The emergence of carbapenemases in Enterobacteriaceae is of great concern as these provide a far more efficient and stable mechanism of resistance to carbapenems than combinations of an ESBL and impermeability. Bacteria carrying these resistance determinants are often resistant to other treatment options, due to the frequent co-acquisition of non-beta-lactam resistance genes located on the same mobile genetic elements. Further, acquired carbapenemases have the potential for sepsis (23,24).  Although the presence of CRE have repeatedly been documented, larger scale, systematic studies with molecular investigations are still few in Iran (25). The prevalence of CRE in 2017-2018 collected at Rasoul Akram hospital was 13.6% in general. Specifically, the prevalence of carbapenems resistance in K. pneumoniae was 35%; in Enterobacter 25%, and in E. coli less than 1%. On the other hand, in Solgi et al.’s study in 2015-2016 done in Isfahan, prevalence of CPKP was 41.7% (20). In this study, two Enterobacter isolates were obtained from the same ICU ward and from blood culture of patients at the same time. Also their gene presence was identical. 3 out of 4 carbapenem-resistant E. coli cases were obtained from the same ICU ward. They were all isolated from urine samples. Their gene presence was also identical. All instances of carbapenem resistance Entrobacteriaceae in the MICU ward were K. pneumoniae, and their gene presence was also similar except for one. This demonstrates the importance of infection control in hospital wards.

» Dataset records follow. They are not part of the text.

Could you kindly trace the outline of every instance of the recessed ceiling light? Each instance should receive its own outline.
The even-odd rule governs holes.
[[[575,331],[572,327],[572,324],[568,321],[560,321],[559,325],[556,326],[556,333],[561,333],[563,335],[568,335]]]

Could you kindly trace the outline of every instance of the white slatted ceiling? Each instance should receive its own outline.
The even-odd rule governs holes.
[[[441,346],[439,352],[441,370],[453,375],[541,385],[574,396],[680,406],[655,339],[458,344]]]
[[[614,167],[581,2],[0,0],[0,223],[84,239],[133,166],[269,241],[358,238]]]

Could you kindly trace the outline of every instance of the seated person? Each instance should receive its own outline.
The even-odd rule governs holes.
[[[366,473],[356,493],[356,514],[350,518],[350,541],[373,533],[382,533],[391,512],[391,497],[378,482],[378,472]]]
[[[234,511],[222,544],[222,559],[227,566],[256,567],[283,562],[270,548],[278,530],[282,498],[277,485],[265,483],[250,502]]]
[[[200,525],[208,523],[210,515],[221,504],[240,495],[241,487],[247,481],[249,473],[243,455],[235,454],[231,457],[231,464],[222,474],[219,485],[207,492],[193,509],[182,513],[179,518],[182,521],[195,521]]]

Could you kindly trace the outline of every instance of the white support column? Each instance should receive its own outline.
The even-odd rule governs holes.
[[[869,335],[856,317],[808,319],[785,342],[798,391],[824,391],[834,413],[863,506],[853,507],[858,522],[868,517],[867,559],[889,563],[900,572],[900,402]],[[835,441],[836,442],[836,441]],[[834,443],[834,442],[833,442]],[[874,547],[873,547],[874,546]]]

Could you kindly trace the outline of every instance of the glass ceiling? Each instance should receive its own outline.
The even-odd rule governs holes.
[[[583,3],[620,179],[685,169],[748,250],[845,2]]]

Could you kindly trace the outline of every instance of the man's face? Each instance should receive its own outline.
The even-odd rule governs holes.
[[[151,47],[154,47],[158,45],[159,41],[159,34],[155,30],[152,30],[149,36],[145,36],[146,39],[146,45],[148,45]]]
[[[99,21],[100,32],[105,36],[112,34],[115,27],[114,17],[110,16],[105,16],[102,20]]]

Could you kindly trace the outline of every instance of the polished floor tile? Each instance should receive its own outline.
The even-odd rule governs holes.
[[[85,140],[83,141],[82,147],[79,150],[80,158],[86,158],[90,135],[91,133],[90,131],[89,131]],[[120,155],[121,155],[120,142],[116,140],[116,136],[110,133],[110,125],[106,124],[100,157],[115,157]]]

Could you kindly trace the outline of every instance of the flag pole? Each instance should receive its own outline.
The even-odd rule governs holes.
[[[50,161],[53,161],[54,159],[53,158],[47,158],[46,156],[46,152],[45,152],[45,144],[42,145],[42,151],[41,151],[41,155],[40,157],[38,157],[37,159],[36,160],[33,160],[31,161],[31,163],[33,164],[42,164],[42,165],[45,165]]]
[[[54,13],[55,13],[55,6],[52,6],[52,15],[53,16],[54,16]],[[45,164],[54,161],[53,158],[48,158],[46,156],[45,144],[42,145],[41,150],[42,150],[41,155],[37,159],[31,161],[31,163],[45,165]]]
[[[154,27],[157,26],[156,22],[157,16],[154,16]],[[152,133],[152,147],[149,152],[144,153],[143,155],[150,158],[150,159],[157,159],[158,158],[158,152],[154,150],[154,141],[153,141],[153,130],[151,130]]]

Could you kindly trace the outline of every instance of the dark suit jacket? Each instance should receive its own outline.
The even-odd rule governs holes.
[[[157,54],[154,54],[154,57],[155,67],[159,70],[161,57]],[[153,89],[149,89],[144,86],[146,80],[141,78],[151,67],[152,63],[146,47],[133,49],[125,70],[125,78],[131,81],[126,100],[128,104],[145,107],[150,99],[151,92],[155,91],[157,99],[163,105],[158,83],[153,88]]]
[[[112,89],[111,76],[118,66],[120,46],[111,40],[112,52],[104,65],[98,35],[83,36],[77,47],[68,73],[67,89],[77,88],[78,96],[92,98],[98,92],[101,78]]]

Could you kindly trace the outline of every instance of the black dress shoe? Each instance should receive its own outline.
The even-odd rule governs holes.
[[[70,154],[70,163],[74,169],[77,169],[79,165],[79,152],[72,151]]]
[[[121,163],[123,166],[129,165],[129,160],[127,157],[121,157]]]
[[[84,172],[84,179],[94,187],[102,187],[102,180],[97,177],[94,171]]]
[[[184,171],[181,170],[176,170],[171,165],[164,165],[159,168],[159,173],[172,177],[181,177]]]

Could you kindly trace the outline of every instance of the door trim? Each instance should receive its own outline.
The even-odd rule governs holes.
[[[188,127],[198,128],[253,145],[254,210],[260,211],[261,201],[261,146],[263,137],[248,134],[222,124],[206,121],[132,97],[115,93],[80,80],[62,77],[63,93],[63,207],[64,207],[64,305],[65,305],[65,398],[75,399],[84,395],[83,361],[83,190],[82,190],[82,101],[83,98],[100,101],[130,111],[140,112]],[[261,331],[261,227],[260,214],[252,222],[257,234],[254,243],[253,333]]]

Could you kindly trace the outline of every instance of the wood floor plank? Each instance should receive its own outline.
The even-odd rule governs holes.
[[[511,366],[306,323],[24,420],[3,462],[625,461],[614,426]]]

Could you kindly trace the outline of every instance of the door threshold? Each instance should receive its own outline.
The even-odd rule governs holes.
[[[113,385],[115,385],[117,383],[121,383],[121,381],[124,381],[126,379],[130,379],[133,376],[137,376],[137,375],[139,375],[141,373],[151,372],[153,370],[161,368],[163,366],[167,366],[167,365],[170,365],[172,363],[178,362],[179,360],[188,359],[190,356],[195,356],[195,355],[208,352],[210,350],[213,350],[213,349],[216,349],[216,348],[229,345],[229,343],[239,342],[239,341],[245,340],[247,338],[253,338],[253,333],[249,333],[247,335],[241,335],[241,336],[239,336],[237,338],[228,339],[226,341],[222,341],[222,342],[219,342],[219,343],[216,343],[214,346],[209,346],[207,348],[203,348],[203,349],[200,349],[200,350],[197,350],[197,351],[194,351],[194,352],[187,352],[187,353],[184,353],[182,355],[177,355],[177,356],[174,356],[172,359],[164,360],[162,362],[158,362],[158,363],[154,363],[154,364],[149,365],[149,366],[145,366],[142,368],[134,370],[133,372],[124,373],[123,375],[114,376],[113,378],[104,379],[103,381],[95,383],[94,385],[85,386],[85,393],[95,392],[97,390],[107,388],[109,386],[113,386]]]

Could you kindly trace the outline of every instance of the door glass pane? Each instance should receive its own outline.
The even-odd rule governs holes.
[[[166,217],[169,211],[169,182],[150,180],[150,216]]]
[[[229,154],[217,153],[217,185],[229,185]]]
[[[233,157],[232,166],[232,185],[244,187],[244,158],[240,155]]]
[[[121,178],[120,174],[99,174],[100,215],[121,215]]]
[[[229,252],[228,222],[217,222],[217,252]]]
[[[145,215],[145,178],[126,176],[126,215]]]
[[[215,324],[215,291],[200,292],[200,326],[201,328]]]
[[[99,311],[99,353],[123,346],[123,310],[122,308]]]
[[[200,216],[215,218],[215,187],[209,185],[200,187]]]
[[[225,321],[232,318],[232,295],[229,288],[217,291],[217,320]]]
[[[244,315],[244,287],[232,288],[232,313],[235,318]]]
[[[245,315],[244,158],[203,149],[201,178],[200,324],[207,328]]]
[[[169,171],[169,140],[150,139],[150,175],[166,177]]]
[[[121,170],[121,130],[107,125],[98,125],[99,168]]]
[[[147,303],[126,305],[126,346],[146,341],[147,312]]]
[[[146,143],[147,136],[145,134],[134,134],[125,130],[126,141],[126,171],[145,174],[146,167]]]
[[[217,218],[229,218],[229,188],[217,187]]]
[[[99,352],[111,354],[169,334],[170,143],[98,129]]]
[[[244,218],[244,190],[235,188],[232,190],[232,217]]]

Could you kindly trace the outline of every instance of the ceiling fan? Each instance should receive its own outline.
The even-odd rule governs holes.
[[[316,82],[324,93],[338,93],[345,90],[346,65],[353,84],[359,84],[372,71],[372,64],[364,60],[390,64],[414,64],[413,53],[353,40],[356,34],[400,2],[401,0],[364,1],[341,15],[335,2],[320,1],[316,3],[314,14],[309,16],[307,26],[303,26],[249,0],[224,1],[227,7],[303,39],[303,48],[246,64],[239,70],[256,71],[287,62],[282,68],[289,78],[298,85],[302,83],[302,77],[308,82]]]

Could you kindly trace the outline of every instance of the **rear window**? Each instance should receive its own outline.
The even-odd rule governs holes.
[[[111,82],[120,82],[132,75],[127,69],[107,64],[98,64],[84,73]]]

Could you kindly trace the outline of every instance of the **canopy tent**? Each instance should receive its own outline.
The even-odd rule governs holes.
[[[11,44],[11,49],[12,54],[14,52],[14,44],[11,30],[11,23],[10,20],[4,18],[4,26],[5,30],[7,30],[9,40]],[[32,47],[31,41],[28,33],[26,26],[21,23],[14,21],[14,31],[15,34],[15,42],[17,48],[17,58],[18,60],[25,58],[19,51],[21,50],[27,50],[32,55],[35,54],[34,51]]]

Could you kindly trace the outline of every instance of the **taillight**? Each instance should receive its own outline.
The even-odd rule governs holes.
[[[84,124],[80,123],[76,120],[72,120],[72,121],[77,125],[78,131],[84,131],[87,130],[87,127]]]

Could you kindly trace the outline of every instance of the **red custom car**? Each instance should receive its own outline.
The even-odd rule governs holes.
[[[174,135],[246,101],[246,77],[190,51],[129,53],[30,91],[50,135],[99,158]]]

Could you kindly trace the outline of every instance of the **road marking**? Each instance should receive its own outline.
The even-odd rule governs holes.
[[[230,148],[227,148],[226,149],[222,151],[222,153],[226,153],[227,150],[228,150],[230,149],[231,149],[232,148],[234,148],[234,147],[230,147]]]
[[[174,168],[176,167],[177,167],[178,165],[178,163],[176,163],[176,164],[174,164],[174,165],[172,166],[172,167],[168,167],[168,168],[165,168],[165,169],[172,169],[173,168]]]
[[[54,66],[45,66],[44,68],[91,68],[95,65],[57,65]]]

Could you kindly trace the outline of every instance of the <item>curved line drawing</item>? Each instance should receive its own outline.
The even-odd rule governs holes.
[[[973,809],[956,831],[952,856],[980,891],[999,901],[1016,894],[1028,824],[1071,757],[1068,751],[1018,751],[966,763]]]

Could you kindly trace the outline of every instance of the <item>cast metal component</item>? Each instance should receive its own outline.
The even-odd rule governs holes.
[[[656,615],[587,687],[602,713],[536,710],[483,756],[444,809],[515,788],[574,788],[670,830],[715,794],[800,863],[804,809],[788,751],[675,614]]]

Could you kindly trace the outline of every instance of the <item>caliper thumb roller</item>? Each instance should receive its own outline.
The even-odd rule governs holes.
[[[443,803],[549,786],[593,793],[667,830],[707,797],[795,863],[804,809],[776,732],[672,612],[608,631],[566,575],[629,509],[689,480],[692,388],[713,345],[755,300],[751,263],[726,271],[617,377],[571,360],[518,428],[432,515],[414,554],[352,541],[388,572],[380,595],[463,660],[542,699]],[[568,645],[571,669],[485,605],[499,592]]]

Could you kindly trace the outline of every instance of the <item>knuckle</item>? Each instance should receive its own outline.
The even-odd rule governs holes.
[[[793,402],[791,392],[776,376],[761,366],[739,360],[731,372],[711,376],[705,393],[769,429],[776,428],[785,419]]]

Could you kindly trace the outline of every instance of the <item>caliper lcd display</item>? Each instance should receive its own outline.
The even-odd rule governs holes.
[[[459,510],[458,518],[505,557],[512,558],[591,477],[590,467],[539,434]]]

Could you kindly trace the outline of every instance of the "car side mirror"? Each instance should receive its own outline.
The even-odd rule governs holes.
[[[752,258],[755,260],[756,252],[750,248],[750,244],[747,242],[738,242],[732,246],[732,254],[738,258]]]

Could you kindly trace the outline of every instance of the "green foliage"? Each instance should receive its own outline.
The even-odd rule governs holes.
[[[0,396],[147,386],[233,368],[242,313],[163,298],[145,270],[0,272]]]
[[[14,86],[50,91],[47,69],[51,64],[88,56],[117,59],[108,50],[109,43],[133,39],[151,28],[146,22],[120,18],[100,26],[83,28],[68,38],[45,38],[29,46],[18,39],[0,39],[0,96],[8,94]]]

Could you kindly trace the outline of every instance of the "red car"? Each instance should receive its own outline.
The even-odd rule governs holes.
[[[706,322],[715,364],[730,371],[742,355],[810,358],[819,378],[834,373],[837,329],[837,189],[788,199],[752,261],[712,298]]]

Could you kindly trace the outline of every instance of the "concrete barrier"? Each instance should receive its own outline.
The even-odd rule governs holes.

The highest number of clinical isolates was collected from the respiratory tract and in the MICU. The highest antibiotic resistance was observed for cephalosporins and carbapenems while the least resistance to colistin and trimethoprim/ sulfamethoxazole. In the present study, the rate of antibiotic resistance with some variation which may arise from the source of infections and geographical distribution was comparable with the previous reported studies in Iran (18,20,26,27). The administration of multiple antibiotics has been reported as a risk factor for carbapenem resistance acquisition (28). Findings by Patel et al. showed that carbapenem resistance is not attributed only to previous exposure to carbapenem but also exposure to other antibiotics (29). In our study, the ratio of male to female was 1.66, while in Kuwait, Arabian Peninsula, Malaysian studies, the male to female ratios were 0.9, 1.8, and 1.2, respectively. (30–32). In our study, 52.77% of the resistant group died, which was significantly (P=0.043) in contrast to the carbapenem-sensitive group, where only 12.87% died. In the Kuwait study, 71.42% of the patients survived while 28.57% died (30). Dautzenberg and co-workers have reported that patients colonized with carbapenem resistant Enterobacteriaceae have higher mortality rates as compared to non-colonized patients due to long hospitalization (33). These results are consistent with the results of our study. Risk factors for infection with carbapenemase- producing Enterobacteriaceae (CPE) include hospitalization (particularly in intensive care units), mechanical ventilation, indwelling catheters, comorbidities, transplantation, exposure to broad-spectrum antibiotics and previous colonization with these strains (23). This may be the cause of higher mortality in this group and requires further investigation. Considering the frequency of isolates resistant to carbapenem, according to the hospitalization wards, in our study, 67% of isolates were isolated from intensive care units. Similarly, in Solgi's study in Isfahan, 77% of the cases were isolated from intensive care units (20). However, in the Malaysian study, the highest percentages were observed in the surgical ward (25%) and internal ward (25%), some of whom were also admitted to the intensive care unit (32).
Our data regarding strains collected in one of referral hospital in Tehran is in accordance with previous reports that the most common mechanism of carbapenem resistance in CRE isolates of Tehran are the production of OXA-48-like and NDM carbapenemases (20).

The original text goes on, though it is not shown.